Tasha pulls her eyes away. “Where’s Heather?”

“I told you,” Elyse says. “I told you she was hiding something. Otherwise she would be here.”

“She could be anywhere,” Tasha says. Even as she says it, she’s thinking of their long walks in the forest. The greenhouse. The stories that Heather spun as she walked. “Maybe she was outside when the scream came.”

Elyse crouches in front of the cupboards. She pulls out apples and potatoes, a bag of rice. She reaches into the back and pulls out lentils and beans. There are weevils in some of the bags, but others remain sealed and safe. “Where did all of this come from,” she says, “if not from the mountain?”

Tasha shuts her eyes against her own memories.

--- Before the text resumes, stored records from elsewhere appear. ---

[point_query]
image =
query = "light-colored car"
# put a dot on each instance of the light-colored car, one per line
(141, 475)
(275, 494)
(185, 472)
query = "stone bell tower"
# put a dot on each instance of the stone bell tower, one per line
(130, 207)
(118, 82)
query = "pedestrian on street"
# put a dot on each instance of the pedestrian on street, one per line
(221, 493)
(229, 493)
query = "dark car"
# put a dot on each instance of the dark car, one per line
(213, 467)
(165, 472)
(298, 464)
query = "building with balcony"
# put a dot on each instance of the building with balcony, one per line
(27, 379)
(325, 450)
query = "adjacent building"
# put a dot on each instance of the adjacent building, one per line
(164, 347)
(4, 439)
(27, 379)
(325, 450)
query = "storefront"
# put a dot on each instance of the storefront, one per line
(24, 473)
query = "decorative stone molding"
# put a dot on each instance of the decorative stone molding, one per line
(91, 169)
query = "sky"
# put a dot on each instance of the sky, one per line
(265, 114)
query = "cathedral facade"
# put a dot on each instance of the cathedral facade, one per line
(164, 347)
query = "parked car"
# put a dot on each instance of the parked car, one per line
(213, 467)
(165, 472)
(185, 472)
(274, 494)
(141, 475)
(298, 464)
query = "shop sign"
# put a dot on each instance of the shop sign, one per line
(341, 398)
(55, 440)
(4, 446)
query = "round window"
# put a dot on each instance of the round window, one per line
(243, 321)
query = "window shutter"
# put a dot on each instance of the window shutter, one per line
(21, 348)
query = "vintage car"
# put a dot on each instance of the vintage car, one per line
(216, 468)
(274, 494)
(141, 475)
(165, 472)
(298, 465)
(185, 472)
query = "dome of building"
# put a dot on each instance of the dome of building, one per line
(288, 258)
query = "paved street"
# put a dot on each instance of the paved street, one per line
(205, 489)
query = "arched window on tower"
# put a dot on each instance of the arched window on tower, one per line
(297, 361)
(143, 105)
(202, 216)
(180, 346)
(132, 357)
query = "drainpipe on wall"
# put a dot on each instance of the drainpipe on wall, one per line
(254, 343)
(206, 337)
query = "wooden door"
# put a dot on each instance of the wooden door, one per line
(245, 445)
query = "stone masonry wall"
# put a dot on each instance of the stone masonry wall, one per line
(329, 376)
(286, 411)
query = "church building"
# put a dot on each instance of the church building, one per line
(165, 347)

The flutter of wings against her ribcage. Stories are never only stories, Tasha. “Bags of rice don’t grow on the mountain,” she says.

Elyse sweeps an arm around the room. “Maybe she did this.”

“I know you didn’t trust her, but she wouldn’t do this,” Tasha protests.

“How do you know? Everyone went mad. Annie almost killed you! How do you know that didn’t happen here?”

“I don’t know,” Tasha says, suddenly tired of it all. “I just—I don’t think she could do that. She was already carrying so much.”

Elyse won’t let go. “Maybe that broke her, like it broke everybody else.”

Tasha shakes her head. She looks at Annie, and then Elyse again, and she thinks back to that first day and the dark, bottomless pain in Heather’s eyes. “Something broke her before all of this happened,” Tasha says. “And she put herself back together in a different way. Maybe—maybe that’s how we survived.”

Annie is staring at her, head cocked. Then she takes a step closer to the window. “Heather might be out there.”

The backyard is a jungle—even more so than the rest of the city. The vegetation is more than tall enough to hide a body.

Tasha shakes her head. “If she is, I don’t want to know. We’re done here. Let’s go.” Looking at the food they’ve gathered, she says, “We’ll stay for one more week. Eat, regain some strength. And then we’ll go south toward the water, and then east along the coast. The sea air will be good for Elyse.”

Elyse does not ask about the mountain anymore.

Slowly, their strength comes back. The air begins to carry hints of summer. The plants outside continue to grow—lilies that mushroom into great orange giants, vines that thicken until they’re as wide across as Tasha’s arm. The women stay inside during the day and venture outside in the late afternoons, finding their way into each and every last house. They take what they can and ignore the green mounds that are everywhere. There is no sound, there is no change.

Still.

“Are you sure we’re alone?” Elyse asks one afternoon. “I keep thinking that I hear things.”